At the finish, to push the accuracy with xcom_push you do,

                              def _training_model(ti):  accurateness = uniform(0.one, 10.0)  print(f'model\'due south accurateness: {accuracy}')  ti.xcom_push(key='model_accuracy', value=accuracy)

If you trigger the DAG over again, you obtain 3 XComs. However, they all have the aforementioned primal,model_accuracy as specified in xcom_push and non return_value equally earlier. By the way, when y'all execute twice your DAG on the aforementioned execution date, the XComs created during the showtime DAGRun are overwritten by the ones created in the second DAGRun.

That's it! That'due south all you need to know about xcom_push.

The useless argument

Actually, there is i additional parameter I didn't talk well-nigh which is execution_date . By specifying a date in the hereafter, that XCom won't be visible until the respective DAGRun is triggered. To be honnest, I never found any solid use example for this.

Pulling a XCom with xcom_pull

Alright, now we know how to push an XCom from a task, what nearly pulling it from another task? We are trying to exchange data between tasks, are we? Let'southward become!

In order to pull a XCom from a task, you lot accept to use the xcom_pull method. Like xcom_push, this method is available through a chore instance object. xcom_pull expects 2 arguments:

task_ids, only XComs from tasks matching ids will exist pulled
fundamental, only XComs with matching central will be returned

Two things to go on in heed here. Get-go, information technology looks similar we tin specify multiple task ids, therefore we tin pull XComs from multiple tasks at in one case. 2nd, we have to give a central to pull the right XComs. Let'southward pull our first XCom.

                              def _choose_best_model(ti):  fetched_accuracy = ti.xcom_pull(key='model_accuracy', task_ids=['training_model_A'])  print(f'choose best model: {fetched_accuracy}')
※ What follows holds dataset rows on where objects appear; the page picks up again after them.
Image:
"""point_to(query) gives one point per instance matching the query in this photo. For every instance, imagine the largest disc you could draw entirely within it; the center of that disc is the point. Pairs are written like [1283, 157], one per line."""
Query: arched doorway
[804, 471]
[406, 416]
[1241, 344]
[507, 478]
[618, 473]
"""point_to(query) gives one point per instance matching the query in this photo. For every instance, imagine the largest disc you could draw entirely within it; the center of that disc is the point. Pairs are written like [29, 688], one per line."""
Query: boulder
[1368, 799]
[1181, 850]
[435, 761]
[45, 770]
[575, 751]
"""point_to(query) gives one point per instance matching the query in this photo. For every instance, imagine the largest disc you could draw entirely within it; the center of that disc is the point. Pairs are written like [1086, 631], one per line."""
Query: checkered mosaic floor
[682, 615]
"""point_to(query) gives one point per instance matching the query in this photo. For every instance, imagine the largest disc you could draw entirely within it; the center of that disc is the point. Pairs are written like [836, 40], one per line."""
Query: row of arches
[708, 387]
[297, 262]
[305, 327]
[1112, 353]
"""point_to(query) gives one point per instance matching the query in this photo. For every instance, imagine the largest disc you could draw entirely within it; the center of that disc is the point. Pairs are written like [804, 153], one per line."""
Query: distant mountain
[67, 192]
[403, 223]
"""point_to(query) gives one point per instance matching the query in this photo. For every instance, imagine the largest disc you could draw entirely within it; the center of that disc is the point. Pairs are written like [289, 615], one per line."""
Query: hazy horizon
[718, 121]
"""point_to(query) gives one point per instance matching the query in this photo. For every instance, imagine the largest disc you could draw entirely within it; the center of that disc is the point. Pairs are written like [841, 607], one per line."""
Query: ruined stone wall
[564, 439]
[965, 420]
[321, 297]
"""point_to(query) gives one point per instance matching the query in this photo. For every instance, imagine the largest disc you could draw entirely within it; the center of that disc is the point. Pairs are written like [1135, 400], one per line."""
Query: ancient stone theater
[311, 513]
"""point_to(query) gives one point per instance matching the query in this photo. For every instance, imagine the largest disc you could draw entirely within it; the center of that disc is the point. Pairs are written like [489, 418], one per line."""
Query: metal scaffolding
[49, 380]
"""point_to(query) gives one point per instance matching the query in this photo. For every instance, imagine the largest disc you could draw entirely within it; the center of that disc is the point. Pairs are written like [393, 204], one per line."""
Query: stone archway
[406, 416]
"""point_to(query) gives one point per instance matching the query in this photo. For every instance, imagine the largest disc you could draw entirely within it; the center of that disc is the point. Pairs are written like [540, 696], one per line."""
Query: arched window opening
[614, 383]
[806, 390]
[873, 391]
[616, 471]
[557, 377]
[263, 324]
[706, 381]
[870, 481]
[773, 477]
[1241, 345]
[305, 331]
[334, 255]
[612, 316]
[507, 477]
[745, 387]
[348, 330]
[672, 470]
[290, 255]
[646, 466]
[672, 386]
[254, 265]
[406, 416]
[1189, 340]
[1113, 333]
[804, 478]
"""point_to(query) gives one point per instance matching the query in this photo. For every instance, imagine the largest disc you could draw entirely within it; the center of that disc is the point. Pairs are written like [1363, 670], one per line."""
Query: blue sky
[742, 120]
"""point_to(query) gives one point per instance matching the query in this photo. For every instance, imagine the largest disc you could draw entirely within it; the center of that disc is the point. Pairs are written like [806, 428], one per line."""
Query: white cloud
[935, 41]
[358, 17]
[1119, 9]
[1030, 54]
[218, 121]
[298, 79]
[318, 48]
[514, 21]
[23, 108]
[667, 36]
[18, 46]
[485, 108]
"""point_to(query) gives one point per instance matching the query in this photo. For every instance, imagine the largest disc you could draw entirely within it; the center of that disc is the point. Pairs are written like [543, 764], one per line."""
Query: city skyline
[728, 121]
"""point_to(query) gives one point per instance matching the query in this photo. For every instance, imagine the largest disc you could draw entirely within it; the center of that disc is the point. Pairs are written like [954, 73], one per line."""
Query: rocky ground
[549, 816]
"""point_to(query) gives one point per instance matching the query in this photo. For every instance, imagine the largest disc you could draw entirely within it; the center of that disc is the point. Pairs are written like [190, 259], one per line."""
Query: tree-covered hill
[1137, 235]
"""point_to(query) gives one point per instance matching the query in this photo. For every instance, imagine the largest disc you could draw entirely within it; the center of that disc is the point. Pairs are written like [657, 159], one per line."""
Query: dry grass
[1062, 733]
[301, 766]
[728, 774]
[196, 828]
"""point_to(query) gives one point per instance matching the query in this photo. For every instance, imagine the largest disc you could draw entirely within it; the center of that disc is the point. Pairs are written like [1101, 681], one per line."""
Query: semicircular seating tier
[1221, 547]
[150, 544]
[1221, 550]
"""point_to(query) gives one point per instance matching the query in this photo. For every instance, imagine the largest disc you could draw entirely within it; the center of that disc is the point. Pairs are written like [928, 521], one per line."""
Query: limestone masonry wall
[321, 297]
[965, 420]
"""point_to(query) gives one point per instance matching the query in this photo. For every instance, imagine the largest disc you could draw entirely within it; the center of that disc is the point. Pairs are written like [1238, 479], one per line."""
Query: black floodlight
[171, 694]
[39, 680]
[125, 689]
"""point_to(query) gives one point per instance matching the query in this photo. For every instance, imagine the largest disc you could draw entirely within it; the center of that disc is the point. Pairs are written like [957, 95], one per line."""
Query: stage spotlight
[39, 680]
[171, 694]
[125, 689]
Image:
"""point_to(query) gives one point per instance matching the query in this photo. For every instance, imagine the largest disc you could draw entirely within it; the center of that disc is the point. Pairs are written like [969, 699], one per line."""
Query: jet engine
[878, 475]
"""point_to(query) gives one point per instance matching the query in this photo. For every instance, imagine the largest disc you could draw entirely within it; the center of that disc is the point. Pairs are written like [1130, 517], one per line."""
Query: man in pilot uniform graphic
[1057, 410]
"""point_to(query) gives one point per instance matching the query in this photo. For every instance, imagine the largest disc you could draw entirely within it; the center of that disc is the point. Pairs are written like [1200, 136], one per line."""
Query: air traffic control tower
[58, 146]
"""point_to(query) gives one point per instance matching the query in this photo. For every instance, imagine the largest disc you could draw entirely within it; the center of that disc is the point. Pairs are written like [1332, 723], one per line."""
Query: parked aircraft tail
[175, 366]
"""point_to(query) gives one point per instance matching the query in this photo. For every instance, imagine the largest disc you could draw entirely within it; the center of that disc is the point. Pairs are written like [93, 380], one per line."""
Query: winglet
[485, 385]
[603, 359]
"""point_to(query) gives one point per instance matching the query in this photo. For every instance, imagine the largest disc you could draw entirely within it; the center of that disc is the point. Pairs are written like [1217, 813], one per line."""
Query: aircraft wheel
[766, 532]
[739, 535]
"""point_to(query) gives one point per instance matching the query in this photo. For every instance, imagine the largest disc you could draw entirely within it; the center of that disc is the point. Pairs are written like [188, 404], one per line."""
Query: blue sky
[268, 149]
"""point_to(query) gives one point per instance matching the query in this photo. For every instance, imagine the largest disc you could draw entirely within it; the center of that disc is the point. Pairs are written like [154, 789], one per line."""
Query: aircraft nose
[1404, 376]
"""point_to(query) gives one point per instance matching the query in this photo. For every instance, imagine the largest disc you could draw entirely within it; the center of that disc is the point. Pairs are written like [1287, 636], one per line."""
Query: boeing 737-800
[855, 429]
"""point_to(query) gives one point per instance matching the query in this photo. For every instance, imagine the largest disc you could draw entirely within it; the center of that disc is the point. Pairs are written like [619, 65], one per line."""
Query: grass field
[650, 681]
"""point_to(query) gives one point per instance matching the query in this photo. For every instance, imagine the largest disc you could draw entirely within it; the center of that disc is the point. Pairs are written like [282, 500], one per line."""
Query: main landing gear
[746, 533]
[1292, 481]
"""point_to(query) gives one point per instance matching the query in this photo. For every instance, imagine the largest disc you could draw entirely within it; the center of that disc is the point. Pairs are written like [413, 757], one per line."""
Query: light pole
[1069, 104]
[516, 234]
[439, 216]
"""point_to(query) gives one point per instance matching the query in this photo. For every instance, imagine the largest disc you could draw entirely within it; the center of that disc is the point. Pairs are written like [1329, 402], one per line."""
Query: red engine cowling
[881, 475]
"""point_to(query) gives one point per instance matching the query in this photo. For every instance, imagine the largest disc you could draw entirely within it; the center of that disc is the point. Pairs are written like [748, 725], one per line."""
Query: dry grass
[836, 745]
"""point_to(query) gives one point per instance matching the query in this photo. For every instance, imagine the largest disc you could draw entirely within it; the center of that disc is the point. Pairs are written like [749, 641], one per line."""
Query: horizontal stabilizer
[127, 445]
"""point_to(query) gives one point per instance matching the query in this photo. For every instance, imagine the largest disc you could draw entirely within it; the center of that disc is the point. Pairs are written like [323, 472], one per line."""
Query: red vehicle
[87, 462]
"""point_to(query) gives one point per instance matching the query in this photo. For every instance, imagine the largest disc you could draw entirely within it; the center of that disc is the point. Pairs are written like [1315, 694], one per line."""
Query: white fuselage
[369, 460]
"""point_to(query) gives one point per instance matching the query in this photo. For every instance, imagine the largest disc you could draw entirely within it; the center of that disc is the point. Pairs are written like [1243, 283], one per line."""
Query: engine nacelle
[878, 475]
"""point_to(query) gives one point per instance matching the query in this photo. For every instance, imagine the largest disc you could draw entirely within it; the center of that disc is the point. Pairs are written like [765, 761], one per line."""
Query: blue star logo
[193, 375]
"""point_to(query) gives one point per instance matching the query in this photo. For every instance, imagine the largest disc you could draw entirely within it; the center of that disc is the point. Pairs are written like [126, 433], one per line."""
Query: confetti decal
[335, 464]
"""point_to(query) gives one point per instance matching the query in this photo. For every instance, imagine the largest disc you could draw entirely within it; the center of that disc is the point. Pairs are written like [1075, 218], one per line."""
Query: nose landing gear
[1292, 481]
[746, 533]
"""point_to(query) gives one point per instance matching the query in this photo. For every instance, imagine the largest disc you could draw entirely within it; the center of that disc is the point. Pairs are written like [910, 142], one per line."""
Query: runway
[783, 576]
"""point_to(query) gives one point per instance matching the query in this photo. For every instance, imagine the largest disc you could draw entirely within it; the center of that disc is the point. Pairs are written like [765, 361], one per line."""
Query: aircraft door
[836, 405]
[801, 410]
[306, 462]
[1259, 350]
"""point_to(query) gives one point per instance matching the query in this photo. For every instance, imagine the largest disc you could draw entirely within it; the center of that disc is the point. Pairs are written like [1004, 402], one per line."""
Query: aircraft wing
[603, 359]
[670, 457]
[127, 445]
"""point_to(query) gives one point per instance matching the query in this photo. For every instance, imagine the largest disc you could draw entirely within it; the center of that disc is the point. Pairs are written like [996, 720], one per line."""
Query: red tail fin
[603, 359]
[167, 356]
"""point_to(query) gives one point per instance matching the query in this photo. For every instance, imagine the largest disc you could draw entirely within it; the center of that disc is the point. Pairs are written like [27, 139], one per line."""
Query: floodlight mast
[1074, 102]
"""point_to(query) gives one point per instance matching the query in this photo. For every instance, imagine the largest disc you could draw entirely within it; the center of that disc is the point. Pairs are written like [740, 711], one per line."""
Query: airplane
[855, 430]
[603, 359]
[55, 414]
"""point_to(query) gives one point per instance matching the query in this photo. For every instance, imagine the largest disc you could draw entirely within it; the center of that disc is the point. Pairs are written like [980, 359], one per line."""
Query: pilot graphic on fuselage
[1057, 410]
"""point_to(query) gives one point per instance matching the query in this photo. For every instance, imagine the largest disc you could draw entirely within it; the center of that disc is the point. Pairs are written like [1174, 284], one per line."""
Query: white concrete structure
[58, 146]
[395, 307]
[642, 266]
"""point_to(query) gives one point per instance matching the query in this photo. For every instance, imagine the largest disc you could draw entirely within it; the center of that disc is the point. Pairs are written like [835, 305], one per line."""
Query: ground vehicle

In the lawmaking above, nosotros pull the XCom with the cardinal model_accuracy that was created from the task training_model_A. Trigger your DAG, click on the task choose_model and log. You lot obtain the output:

Nosotros have successfully pulled the accuracy stored in a XCom that was created by the task training_model_A from the task choosing_model! ( Detect that the value will be different for you).

Pulling XComs from multiple tasks

We know how to push and pull a XCom between 2 tasks. At this point, nosotros are able to share data between tasks in Airflow! Great! Merely that's not all. Indeed, we are able to pull only one XCom from choose_model, whereas we want to pull all XComs from training_model_A, B and C to choose which one is the best.

How can we do this?

Simple! You just demand to specify the task ids in xcom_pull.

                              def _choose_best_model(ti):  fetched_accuracies = ti.xcom_pull(key='model_accuracy', task_ids=['training_model_A', 'training_model_B', 'training_model_C'])  print(f'choose all-time model: {fetched_accuracies}')

If you trigger you DAG, you obtain the 3 different accuracies and now you lot are able to choose which model is performing the all-time.

Congratulations! Now y'all are able to commutation data between tasks in your information pipelines!

Await…

You lot want to acquire more than? 😱

Ok then!

The bashoperator with XComs

I know, I know. Then far, in the Airflow XCom example, we've seen how to share data between tasks using the PythonOperator, which is the almost popular operator in Airflow. Keen, but. There is another very popular operator which is, the BashOperator. I can't count the number of times I received the questions, "Hey Marc, how the bashoperator xcom_pull and xcom_push method piece of work? how tin we share data with the BashOperator, I don't accept access to the task case object!" Well, permit'southward answer those questions!

The bashoperator xcom_push

You already know that by default, an XCom is pushed when yous use the BashOperator. We've seen that with the task downloading_data. This controlled by the parameter do_xcom_push which is common to all operators. Still, there was one issue. The XCom was empty. So, how can we create an XCom having a value with the BashOperator?

By using templating! Expect, what? You lot don't know what templating is? Well, cheque my other tutorial right there before moving on. THIS IS SUPER IMPORTANT!

At present yous know, what templating is, let's move on! Here is what y'all should practice to button a XCom from the BashOperator:

                              downloading_data = BashOperator(  task_id='downloading_data',  bash_command='repeat "How-do-you-do, I am a value!"',  do_xcom_push=True  )

Go along in listen that, just the final line written to stdout by your command, will exist pushed as a XCom. By the way, you lot don't have to specify do_xcom_push hither, as information technology is fix to Truthful by default.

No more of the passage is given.